Alors, le théâtre dans le cinéma, j’aime. Presque autant que les procès dans le cinéma (je ne vais pas vous faire une liste des grands films de procès ; une autre fois, peut-être).
Un nouveau film sur le théâtre ! Pensez si j’étais content d’aller voir Birdman !

Je n’avais jamais vu Michael Keaton dans un rôle dramatique, mais, avec les acteurs américains, on peut s’attendre à tout. Mais avec Edward Norton, je m’attendais au meilleur.

Bon, le film commence. L’ambiance y est tout de suite. On reconnaît très vite Broadway du côté de Times Square. Et si on est un peu attentif et New Yorkais, on pourra même reconnaitre le théâtre Saint James. Les murs de briques, les escaliers d’incendie, les sombres coulisses , le plateau à peine éclairé, le dédale des couloirs vers les loges poussièreuses, tout ça nous est familier. On s’installe confortablement devant un film qui s’annonce classique. Le héros est là, Keaton, fatigué, torturé par son passé de vedette de blockbuster, ravagé d’inquiétude à l’approche de la générale d’une pièce qu’il a adaptée, qu’il met en scène et dont il jouera le rôle principal. Une légère surprise mêlée d’un peu d’inquiétude pour la normalité du spectacle : le héros est doué de télékinésie, vous savez, cette faculté de déplacer les objets par la seule force de la pensée. A part ça, il a l’air normal, à cran, mais normal. Il cherche un acteur pour remplacer celui qui devait tenir le deuxième rôle masculin. Mais tous les comédiens auxquels il pense sont occupés à tourner des films de super héros. « …tous des acteurs à cape ! ». Arrive Ed Norton, en comédien intellectuel, violent, passionné, qui a besoin de vivre totalement ses rôles. Et on se dit, chouette ! Ça y est, on va assister à une lutte de géants, entre ces deux comédiens, le premier, ex-géant, ex-Batman, Spiderman, Superman, Ironman ou autre Marvel, et le second, actuel géant de la scène, caractériel, capricieux, insupportable, drôle, génial. On voit déjà la fin où, après une lutte épique qui se déroulerait sur scène, mais à l’insu du public, les deux hommes se réconcilieraient pour la Plus Grande Gloire du Théâtre.

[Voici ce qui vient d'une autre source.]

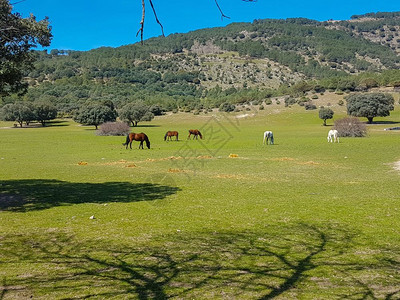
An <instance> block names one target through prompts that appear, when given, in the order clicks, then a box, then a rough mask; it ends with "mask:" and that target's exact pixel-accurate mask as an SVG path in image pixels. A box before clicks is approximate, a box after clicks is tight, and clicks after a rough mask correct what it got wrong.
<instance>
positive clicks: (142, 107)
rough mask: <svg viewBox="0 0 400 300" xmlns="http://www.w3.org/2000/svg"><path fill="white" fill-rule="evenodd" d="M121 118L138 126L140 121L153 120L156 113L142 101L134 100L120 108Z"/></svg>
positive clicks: (119, 114) (132, 125)
mask: <svg viewBox="0 0 400 300" xmlns="http://www.w3.org/2000/svg"><path fill="white" fill-rule="evenodd" d="M119 118H120V119H121V120H123V121H127V122H129V123H132V126H137V124H138V123H139V122H142V121H151V120H152V119H153V118H154V114H153V113H152V112H151V111H150V108H149V107H148V106H146V105H145V104H143V103H141V102H132V103H128V104H126V105H125V106H124V107H122V108H121V109H120V110H119Z"/></svg>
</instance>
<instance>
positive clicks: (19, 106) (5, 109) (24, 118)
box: [0, 102, 35, 127]
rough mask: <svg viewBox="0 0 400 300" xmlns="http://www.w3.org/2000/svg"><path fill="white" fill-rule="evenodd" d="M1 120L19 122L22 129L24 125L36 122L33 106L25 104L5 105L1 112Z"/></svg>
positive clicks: (0, 110)
mask: <svg viewBox="0 0 400 300" xmlns="http://www.w3.org/2000/svg"><path fill="white" fill-rule="evenodd" d="M0 119H1V120H4V121H15V122H18V123H19V125H20V126H21V127H22V125H23V123H27V124H29V123H30V122H31V121H33V120H35V114H34V112H33V110H32V106H31V105H29V104H28V103H24V102H15V103H9V104H6V105H4V106H3V107H2V108H1V110H0Z"/></svg>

Oui, bon. C’est effectivement un peu comme ça. Mais, après une très honnête première demi-heure, la télékinésie, qui a tendance à intervenir de plus en plus souvent, vient un peu gâcher le plaisir. Je ne vous en raconterai pas davantage, pour ne pas gâter le demi-plaisir que vous pourriez avoir à regarder ce film.

Disons quand même qu’il y a deux fins successives. La première, totalement inattendue, est très originale par son côté sarcastique. J’aurais bien vu le film s’arrêter là. Malheureusement, quelques minutes plus tard, il y a une deuxième fin, la vraie cette fois-ci, qui couronne le film en voulant lui donner un côté poétique.

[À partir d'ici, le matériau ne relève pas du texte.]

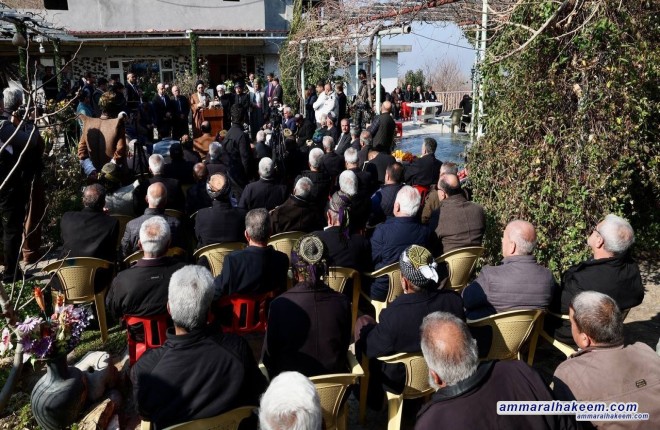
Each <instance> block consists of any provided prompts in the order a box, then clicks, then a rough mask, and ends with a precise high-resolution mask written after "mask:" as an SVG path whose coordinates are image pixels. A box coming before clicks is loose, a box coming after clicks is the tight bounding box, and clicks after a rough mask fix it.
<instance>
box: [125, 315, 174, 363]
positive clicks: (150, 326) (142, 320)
mask: <svg viewBox="0 0 660 430" xmlns="http://www.w3.org/2000/svg"><path fill="white" fill-rule="evenodd" d="M169 319H170V316H169V315H168V314H159V315H151V316H146V317H140V316H135V315H124V321H126V325H127V326H133V325H136V324H140V323H141V324H142V327H143V329H144V340H143V341H142V342H139V341H137V340H136V339H134V338H133V337H132V336H131V332H130V330H127V331H126V336H127V338H128V359H129V363H130V365H131V366H132V365H133V364H135V362H136V361H138V360H139V359H140V357H141V356H142V354H144V352H145V351H146V350H147V349H151V348H157V347H159V346H161V345H162V344H163V343H165V339H166V338H167V321H168V320H169ZM154 326H155V328H156V330H154ZM154 331H155V332H156V334H157V335H158V337H154Z"/></svg>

Edward Norton a quelques scènes fortes dans lesquelles il est excellent. Michael Keaton est plutôt bon, mais un peu immobile. L’ensemble est honnête, mais peu convaincant.

Surtout,  n’allez pas rater l’excellente scène où Keaton dit tout le bien qu’il pense du métier de critique. Je suis tout à fait d’accord avec lui. C’est pourquoi je me tais et vais me cacher au fond du trou de souffleur le plus profond possible.

Récompenses aux Oscars 2015 : Meilleur film, meilleur réalisateur. Mouais…

Une réflexion sur « Birdman (Critique aisée 54) »

  1. Tu es allé le voir en avant-première car il ne sort que demain.
    J’adore Keaton et c’est sur que la bande annonce te donne envie, on verra, j’ai tellement de film à voir, le w-e en ce moment en range, on trie, on jette, c’est l’approche du printemps, c’est le grand nettoyage !!!!!!